Alright, back to the here and now. That bit was just for all of you who have been asking me where I'll be (and so that it sounds official). :P
A little over two hours ago began the last campfire with campers that I will have been a part of here at Pine Lake. Of course it's possible that I'll come back for a week here or there over the next couple of years but never again a full summer. It seemed both nostalgic and routine at the same time. I've sung all the songs before. I've could probably narrate the skits by heart. I knew several campers who have been in cabins of mine. After all, by my rough calculation I've probably had over 150 in the five summers I've been here.

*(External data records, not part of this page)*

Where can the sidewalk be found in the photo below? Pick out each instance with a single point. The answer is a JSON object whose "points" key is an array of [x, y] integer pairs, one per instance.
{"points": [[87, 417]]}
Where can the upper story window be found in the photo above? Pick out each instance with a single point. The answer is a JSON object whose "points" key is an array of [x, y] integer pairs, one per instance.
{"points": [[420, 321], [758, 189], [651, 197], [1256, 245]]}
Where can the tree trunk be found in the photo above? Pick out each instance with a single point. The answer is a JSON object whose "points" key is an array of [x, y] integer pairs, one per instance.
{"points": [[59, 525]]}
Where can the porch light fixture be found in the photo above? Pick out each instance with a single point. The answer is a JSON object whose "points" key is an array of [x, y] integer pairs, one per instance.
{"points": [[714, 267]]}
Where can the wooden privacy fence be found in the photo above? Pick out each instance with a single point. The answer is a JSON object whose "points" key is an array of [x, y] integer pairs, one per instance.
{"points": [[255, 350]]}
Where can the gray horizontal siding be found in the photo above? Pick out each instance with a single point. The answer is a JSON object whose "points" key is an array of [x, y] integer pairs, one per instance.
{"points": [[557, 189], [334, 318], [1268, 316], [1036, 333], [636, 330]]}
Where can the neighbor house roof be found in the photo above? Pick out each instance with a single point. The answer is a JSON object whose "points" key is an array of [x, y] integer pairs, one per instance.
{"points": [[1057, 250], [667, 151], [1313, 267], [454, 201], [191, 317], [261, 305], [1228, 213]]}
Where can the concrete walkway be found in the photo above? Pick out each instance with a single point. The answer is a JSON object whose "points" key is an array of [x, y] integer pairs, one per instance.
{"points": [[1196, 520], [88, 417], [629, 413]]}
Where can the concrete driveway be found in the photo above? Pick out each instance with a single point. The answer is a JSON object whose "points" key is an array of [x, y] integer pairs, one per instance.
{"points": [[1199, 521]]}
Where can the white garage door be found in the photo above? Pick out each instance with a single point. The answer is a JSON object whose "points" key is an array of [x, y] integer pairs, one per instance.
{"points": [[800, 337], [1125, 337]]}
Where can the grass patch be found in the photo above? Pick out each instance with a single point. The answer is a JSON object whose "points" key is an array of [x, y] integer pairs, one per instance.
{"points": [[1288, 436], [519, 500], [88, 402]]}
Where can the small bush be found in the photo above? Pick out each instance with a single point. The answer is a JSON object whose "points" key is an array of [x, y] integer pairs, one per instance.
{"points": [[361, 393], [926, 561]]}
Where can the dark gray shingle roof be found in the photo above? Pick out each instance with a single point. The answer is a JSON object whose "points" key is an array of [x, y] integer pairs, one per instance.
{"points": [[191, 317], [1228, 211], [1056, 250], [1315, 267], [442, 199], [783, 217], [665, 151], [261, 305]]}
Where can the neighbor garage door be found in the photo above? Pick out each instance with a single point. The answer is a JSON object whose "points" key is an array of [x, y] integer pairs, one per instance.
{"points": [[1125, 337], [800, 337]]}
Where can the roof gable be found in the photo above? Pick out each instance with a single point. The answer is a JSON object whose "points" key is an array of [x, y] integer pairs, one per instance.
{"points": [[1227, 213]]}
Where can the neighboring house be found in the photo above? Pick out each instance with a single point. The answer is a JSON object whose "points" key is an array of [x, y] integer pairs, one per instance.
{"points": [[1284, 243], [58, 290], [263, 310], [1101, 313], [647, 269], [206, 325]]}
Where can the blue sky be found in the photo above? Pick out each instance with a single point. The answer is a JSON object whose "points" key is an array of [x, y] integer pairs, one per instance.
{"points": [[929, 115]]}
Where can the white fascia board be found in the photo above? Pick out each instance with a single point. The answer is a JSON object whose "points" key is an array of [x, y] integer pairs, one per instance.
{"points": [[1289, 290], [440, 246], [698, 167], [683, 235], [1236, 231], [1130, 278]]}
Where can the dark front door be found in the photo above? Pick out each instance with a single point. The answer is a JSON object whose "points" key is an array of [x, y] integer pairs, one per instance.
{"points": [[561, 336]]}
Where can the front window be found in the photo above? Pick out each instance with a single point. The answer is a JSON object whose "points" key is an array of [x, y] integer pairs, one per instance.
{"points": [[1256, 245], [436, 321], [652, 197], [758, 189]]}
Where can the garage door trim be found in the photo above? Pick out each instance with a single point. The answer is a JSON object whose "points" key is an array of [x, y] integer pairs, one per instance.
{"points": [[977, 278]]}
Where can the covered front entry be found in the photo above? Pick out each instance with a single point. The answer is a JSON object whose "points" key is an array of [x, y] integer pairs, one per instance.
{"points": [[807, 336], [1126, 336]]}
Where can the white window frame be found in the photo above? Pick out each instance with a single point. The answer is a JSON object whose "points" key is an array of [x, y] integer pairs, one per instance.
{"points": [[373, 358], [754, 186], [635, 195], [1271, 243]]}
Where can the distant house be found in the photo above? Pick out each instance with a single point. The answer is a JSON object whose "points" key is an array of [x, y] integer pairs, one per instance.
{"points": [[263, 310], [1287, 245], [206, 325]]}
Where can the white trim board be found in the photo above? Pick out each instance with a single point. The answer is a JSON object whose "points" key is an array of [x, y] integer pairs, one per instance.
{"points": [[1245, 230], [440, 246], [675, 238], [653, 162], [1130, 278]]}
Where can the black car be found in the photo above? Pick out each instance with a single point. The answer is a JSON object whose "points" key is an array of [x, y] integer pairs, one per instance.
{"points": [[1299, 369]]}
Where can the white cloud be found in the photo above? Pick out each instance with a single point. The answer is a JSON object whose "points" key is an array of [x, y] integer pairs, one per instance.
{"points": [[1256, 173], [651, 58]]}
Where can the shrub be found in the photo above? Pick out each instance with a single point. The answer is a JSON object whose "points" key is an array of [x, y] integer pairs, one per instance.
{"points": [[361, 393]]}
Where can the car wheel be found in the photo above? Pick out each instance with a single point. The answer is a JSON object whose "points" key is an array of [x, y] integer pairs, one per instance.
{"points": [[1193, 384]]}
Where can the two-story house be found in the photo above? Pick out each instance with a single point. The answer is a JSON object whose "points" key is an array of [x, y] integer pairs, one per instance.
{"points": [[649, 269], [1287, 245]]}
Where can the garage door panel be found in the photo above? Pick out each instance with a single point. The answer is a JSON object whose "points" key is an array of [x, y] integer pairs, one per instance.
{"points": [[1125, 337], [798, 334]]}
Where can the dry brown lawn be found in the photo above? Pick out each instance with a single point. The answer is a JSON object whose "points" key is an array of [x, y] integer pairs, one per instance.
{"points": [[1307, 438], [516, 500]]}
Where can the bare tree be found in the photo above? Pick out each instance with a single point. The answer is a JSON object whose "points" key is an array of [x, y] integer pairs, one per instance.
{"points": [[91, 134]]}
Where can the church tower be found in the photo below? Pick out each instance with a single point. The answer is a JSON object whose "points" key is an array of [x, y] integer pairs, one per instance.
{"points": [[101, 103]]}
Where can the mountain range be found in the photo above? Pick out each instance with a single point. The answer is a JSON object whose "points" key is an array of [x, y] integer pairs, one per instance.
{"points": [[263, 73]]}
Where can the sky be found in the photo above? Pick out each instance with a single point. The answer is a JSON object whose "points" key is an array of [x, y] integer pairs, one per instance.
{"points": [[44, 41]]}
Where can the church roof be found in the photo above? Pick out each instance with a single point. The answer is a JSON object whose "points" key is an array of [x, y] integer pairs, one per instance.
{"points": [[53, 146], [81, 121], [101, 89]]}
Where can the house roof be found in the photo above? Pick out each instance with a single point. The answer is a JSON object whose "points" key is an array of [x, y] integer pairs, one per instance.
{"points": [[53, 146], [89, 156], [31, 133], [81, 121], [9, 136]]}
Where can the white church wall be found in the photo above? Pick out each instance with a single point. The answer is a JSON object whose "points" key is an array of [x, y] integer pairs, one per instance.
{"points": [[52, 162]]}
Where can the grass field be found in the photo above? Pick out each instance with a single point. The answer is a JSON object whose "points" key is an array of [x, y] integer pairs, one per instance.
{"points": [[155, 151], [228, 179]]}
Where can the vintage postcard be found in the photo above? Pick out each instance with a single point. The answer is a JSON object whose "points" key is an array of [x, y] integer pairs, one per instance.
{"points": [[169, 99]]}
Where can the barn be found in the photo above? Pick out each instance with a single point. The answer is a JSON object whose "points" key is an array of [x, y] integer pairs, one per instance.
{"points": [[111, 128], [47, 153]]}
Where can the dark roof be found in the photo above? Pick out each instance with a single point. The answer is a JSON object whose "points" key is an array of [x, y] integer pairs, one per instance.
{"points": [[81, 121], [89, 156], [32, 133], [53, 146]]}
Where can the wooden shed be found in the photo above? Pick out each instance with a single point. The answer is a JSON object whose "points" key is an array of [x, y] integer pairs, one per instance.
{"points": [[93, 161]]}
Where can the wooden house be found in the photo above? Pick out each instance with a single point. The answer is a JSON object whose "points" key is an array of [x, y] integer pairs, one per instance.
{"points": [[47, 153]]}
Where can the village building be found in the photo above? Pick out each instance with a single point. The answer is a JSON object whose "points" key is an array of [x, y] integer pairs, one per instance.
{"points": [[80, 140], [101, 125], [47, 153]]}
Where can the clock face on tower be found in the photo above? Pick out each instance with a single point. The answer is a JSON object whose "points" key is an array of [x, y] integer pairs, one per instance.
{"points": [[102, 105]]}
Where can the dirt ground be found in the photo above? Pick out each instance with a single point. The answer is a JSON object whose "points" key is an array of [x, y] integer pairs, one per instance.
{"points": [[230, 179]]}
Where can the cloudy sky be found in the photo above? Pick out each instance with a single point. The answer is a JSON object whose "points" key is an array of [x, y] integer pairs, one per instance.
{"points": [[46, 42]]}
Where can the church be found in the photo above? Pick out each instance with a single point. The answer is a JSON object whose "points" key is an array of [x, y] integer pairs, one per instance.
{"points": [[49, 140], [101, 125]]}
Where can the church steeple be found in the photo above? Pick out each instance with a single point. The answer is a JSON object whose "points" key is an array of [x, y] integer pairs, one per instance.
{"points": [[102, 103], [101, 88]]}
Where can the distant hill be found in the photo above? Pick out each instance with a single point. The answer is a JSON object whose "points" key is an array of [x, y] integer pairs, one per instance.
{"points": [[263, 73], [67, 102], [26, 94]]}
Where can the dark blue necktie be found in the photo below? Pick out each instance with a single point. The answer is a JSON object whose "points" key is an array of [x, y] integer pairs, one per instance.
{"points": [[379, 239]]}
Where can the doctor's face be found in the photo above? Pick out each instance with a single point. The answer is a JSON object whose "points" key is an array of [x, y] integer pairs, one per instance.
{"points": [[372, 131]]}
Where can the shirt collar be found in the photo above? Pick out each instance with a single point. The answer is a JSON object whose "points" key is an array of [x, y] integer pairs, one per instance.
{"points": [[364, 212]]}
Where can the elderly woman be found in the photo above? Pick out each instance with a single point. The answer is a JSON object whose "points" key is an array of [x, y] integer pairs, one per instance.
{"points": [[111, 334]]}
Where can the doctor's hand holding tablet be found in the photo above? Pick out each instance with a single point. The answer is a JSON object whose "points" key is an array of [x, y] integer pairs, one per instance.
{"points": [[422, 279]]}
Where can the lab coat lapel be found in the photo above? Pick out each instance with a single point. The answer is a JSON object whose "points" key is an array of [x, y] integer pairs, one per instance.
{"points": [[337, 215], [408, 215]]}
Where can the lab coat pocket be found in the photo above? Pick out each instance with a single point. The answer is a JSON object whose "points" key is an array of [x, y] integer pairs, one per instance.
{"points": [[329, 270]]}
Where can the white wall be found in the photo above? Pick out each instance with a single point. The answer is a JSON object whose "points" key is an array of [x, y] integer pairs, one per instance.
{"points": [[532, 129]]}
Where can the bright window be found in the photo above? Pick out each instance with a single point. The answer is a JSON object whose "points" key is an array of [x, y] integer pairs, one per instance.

As we were wrapping up we sat there silently reflecting. All at once, our program assistant ran up. She was out of breath. "The Corral, I need you, now!" Without thinking all of the leadership staff started sprinting off to that direction. I hesitated. Was I supposed to go too? I'm not really on leadership this year, but I have a lot of experience. Her tone was serious so I went. I like helping. A small emergency was occurring and some campers needed supervising. The ambulance was on its way. I met the counselor who was going to meet it out by the highway. She went with the first-responder and I waited for it to arrive. After running the entire length of the road and driving down it faster than I have ever driven it before, I met the ambulance. To make a long story short, everything worked out and the crisis was resolved. (I know, that was anticlimactic but it's about all I can share right now).
Then I thought about what had just happened and what I had done. This morning I was upset because I had been working so hard these last few weeks without being thanked for it. Who's work was I really doing? Was it my work or was it God's work? And who was I to accept thanks on God's behalf? Don't get me wrong, there's a difference between being humble and killing yourself without receiving some gratitude. Part of my attitude this morning was rightly justified. But in the end, I cannot claim to deserve more praise if I'm the one asking for it. Instead, I can take pride in the idea that God must think I'm pretty good if he trusts me with his work. Amen.